3) My Twitter implementation was based on Twitter APIs for 2 years ago. Twitter now requires OAuth. A full blog post about hooking up to Twitter is found here.
4) Even though I am following the Open/Closed Principle (OCP) for notifications, I still have a problem. If I add a new notification to the project, I can add the notification class and AlertFactory does not change (follows OCP). However, the SqlAlerteeProvider does have to change (violation of OCP) to account for the new kind of notification. For example:
public Alertee GetAlertee(Int32 alerteeId) { Alertee alertee = new Alertee(); alertee.AlerteeId = 1; alertee.FirstName = "Test"; alertee.LastName = "Test"; alertee.AlertList.Add(new LocalEmailAlert("Test","Test","Test")); alertee.AlertList.Add(new TwitterAlert()); //Add new kind of Alert here return alertee; }
I then thought about how to add the alert and have the factory not change. I first looked at the Factory Pattern in Design Patterns. This was no help because they too violate the OCP when they create the specific implementations of the subclasses (Creator class on p. 111)

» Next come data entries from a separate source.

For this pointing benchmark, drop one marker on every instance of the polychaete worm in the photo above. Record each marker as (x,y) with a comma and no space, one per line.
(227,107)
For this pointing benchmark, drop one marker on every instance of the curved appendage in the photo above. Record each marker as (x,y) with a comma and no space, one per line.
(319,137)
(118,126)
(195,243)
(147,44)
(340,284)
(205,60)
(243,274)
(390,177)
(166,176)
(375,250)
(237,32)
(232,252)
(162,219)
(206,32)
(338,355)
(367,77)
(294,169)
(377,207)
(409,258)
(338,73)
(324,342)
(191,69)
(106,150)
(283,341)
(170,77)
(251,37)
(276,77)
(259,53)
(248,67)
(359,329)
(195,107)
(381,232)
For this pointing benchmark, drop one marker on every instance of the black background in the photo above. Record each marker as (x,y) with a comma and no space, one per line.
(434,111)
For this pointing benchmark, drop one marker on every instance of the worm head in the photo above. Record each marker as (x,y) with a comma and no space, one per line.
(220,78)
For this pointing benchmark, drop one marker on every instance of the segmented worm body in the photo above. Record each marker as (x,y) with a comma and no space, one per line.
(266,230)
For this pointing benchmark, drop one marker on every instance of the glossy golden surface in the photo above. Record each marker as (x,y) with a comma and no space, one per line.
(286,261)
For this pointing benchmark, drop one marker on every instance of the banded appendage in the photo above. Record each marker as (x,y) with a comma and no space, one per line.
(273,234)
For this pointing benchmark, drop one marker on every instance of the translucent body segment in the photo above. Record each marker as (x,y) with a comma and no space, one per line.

Product* Creator::Create (ProductId id)
{
if(Id == MINE) return new MyProduct;
if(Id==YOURS) return new YourProduct
etc…
}
I also realized that I have been using the words “factory” wrong my Factories are usually Builders. In any event, the builder pattern also creates specific concrete classes and would therefor have to change as new types of alerts are added to the project.
I then realized that any concrete implementation will violate the OCP. I see two ways out of the problem. I could either make the individual objects responsible for their own creation (bad idea) or use an abstract factory pattern (GoF p.87) (not an all together a bad idea). The abstract factory implementation needs to be alert specific. So if you have TwitterAlert, you have a TwitterAlertFactory that follows the interface of the IFactory pattern. The difference with my current implementation (SqlAlerteeProvider) is about implementing the object, not about implementing the data store.
Assuming this is right, what it means that every new alter that I add to the project is actually 2 classes. Class 1 is the implementation of alert that follows IAlert and Class 2 is the implementation of alert construction that follows IAlertFactory.
I don’t like this solution. The problem is that I still can’t actually create alerts and assign them to users without changing code – now that code can be external (in Main) or in yet a third class that joins Alerts and AlertFactories together. I suppose I can use a DI container but I will still need to alter the .config file and have a redeploy, so I get no practical value-added. Just by moving something higher up in the call tree does not make it follow OCP. The main function will still have to change and be aware of the types of alerts out there.
I think I will go back to the provider model because it follows the MSFT patterns of use. If I add a new alert, the Alert has to be added and the AlertProvider will have to change. Not pure OCP, but closer – and the code is much cleaner than the typical if..then switch…case spaghetti that you typically find in most projects.